Abstract
This article presents a solution for the sustained use of a legacy database by means of data curation based on the example of a research project undertaken by the German Center for Art History Paris (DFK Paris). The wave of digitization of the 1990s and early 2000s gave rise to a large number of databases that are, today, becoming obsolete by lack of technical support. This means that the research data, as a slice of academic history, is in danger of being lost. This article’s contribution describes a possible form of recontextualization within a data curation project that takes the example of a database that originated at DFK Paris between 1999 and 2006: the project “Deutsch-französische Kunstvermittlung 1870–1940 und 1945–1960” (Art discourse between France and Germany 1870–1940 and 1945–1960). In three stages, the authors examine the semantic enrichment of the data, the historical context of the project and, employing mediaarchaeological and other methods, the reconstruction of the original data structure. The data’s character as an artifact is taken into consideration throughout, and a restructuring of the data ruled out. The historicity of the database “Deutsch-französische Kunstvermittlung” is also reflected in its new user interface.

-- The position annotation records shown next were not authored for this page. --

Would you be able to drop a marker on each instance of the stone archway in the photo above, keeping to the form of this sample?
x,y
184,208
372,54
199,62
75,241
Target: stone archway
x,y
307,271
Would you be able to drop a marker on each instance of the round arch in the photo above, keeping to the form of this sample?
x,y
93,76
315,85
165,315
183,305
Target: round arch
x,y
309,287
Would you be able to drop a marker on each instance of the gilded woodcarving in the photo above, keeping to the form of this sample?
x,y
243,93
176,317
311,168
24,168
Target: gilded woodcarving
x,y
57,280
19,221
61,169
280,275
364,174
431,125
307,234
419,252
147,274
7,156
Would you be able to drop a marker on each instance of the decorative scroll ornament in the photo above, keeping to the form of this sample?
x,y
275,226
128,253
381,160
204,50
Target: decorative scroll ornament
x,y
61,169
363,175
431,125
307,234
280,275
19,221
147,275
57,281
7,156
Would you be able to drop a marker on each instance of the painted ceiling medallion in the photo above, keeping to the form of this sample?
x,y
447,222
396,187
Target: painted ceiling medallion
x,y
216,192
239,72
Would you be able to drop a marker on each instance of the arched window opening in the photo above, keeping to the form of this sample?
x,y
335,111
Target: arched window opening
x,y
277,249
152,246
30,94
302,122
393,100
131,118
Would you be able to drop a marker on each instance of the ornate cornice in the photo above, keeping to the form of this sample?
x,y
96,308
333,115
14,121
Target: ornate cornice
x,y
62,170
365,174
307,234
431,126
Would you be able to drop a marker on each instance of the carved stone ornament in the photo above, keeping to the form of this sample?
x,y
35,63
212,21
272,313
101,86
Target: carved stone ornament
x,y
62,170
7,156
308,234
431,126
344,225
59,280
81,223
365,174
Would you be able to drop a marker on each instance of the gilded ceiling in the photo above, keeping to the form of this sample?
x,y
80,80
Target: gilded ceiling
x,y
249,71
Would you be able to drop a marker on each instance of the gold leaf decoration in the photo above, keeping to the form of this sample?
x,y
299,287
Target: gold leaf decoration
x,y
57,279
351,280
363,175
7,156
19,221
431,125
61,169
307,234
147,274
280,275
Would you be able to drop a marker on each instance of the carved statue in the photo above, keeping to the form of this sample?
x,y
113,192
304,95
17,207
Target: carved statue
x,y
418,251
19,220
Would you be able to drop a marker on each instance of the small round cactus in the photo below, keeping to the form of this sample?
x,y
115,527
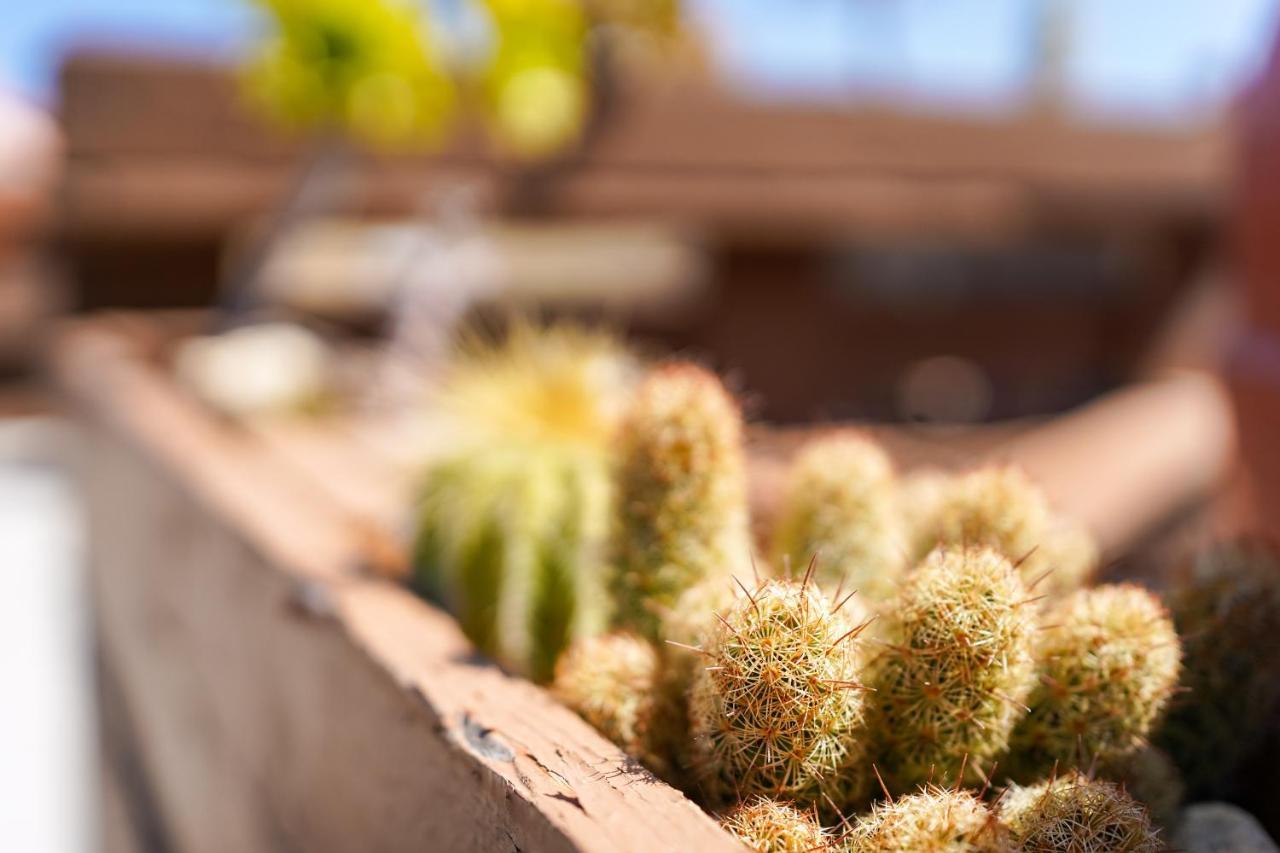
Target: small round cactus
x,y
681,503
777,710
612,683
840,503
955,667
769,826
996,506
933,820
1079,815
1107,661
1226,607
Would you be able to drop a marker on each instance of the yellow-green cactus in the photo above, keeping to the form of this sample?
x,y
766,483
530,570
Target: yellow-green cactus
x,y
955,667
777,710
996,506
1226,607
840,503
932,820
613,682
513,514
1107,661
1079,815
769,826
681,495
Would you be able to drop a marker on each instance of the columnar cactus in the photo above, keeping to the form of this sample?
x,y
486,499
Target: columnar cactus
x,y
681,503
1077,813
1107,661
955,667
1226,607
995,506
840,503
513,514
612,682
769,826
933,820
777,710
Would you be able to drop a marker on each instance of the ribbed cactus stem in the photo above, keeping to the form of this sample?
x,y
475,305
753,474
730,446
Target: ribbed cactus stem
x,y
1107,661
681,495
840,503
954,669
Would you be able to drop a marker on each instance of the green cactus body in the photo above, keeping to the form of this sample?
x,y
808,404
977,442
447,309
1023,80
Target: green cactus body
x,y
513,516
1226,607
1077,813
840,503
1107,661
777,711
612,682
954,670
681,495
932,820
769,826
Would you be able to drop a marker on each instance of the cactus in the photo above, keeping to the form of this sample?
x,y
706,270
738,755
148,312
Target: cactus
x,y
777,711
1151,778
1079,815
612,682
681,503
512,518
769,826
1107,661
932,820
955,666
995,506
840,503
1226,607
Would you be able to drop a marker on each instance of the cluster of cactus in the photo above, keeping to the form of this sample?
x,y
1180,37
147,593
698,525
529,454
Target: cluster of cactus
x,y
512,519
782,694
1226,606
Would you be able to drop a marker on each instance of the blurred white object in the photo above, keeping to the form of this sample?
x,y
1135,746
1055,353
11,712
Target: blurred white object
x,y
256,369
46,730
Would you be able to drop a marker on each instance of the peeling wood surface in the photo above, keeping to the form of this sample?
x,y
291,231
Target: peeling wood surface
x,y
286,702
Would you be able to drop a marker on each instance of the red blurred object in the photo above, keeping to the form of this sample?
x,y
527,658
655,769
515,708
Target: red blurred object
x,y
1255,365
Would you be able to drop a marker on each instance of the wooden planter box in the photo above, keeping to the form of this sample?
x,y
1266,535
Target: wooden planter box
x,y
264,690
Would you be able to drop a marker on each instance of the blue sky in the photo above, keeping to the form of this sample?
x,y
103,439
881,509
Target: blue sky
x,y
1144,59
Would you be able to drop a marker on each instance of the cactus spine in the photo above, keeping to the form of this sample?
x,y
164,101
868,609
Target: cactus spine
x,y
955,666
681,505
840,503
1226,607
612,682
1077,813
933,820
512,516
1107,661
769,826
777,711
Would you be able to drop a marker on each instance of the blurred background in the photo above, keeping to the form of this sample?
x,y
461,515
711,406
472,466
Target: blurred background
x,y
917,213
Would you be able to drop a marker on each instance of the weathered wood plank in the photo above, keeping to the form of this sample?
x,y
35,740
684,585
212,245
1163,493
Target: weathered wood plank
x,y
283,701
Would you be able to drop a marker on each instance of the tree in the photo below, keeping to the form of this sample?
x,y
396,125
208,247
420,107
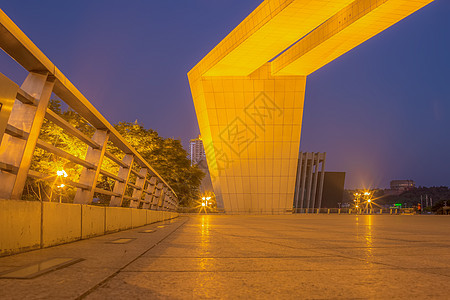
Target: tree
x,y
166,156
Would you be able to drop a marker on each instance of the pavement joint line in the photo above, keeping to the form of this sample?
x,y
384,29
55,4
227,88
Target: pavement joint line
x,y
85,294
120,241
35,268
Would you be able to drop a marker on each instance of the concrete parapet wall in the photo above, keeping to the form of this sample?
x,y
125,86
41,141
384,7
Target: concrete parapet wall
x,y
20,226
28,225
92,221
118,218
138,217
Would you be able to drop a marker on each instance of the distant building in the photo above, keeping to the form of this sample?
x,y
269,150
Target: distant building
x,y
333,189
315,188
206,185
197,150
402,185
309,182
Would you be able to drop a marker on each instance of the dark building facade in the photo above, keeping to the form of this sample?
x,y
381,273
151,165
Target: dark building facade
x,y
333,189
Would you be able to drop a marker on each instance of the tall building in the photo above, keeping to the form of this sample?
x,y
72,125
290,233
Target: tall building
x,y
402,185
333,189
197,150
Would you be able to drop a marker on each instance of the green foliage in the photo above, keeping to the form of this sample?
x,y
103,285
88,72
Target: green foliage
x,y
166,156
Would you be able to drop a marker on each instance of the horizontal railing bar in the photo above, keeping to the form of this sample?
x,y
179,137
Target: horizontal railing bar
x,y
136,173
106,173
61,153
8,168
15,43
134,186
130,198
105,192
115,159
52,116
39,175
25,98
16,132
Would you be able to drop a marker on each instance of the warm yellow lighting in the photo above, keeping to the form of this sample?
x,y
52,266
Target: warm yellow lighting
x,y
61,173
249,116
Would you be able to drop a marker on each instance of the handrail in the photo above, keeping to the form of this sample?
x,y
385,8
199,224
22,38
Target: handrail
x,y
15,43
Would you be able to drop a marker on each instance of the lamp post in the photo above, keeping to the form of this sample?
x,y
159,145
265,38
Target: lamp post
x,y
60,175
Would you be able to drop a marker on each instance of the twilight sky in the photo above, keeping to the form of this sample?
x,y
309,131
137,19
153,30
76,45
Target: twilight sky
x,y
381,111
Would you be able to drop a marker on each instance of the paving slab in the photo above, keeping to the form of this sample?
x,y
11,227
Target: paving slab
x,y
251,257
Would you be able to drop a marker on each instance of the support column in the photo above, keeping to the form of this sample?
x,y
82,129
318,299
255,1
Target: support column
x,y
304,167
316,173
322,175
120,187
90,177
140,182
27,118
309,171
297,181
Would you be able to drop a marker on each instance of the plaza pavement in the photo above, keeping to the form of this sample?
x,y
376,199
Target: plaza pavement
x,y
251,257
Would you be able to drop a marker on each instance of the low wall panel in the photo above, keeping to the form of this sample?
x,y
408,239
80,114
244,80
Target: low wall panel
x,y
61,223
151,216
92,221
118,218
138,217
20,226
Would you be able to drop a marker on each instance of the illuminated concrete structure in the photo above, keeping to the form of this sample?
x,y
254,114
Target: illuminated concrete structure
x,y
249,102
197,150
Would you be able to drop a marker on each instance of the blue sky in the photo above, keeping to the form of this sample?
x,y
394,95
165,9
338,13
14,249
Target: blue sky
x,y
381,111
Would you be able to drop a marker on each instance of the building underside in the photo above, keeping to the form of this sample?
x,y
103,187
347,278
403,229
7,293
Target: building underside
x,y
249,98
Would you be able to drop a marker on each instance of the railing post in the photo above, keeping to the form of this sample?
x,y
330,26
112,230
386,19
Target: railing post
x,y
90,177
162,198
157,196
149,195
29,119
140,182
120,187
8,92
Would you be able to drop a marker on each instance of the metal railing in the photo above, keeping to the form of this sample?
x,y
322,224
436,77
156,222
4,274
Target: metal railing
x,y
22,113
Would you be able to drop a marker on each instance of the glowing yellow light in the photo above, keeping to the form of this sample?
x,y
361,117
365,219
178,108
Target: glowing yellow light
x,y
61,173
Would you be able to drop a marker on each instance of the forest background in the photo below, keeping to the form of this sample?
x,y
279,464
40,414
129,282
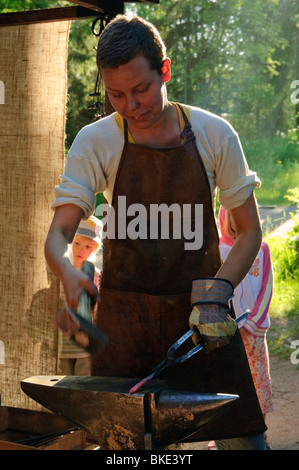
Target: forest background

DOI: https://doi.org/10.11588/dahj.2023.9.90936
AuthorS
Anne Klammt
is an archaeologist by training who participated in fieldwork in Austria, Egypt, Germany, and Ukraine before she focused for some years on the application of GIS in researching settlement structures of the medieval period in Germany. From there, she left to become the managing director of the Mainz Centre for Digitality in Humanities and Cultural Studies. After other positions, such as at the DFK Paris, she has been responsible for Digital Humanities, Digital Publishing and Knowledge Transfer at the Hannah Arendt Institute for Totalitarianism Studies, Dresden, since 2023.
Klara Niemann
studied art history in Brunswick and Cologne. During an internship at the German Center for Art History (DFK Paris) in 2021 she became part of the project “Deutsch-Französische Kunstvermittlung 1870-1940 und 1945-1960”. Afterwards she was involved in the launch of the database in 2022 and represented the project at the conference of the association “Digital Humanities im deutschsprachigen Raum” DHd 2023. She is currently working on the preservation and research of the estate of photojournalist Angela Neuke at the LVR-LandesMuseum Bonn.
Deborah Schlauch
is a PhD candidate in Art History at the University of Marburg, researching the role of French painting in England around 1700. She is currently a scholarship holder of the Studienstiftung des deutschen Volkes and has been working as a research assistant at the Herzog August Library in Wolfenbüttel since 2023, where she is involved in a digital edition project. From 2021 to 2023, she was a research assistant for digital humanities at the DFK Paris, working mainly on the database project “Deutsch-Französische Kunstvermittlung 1870–1940 und 1945–1960”. She studied Art History, Classical Archaeology and Digital Humanities at the University of Göttingen.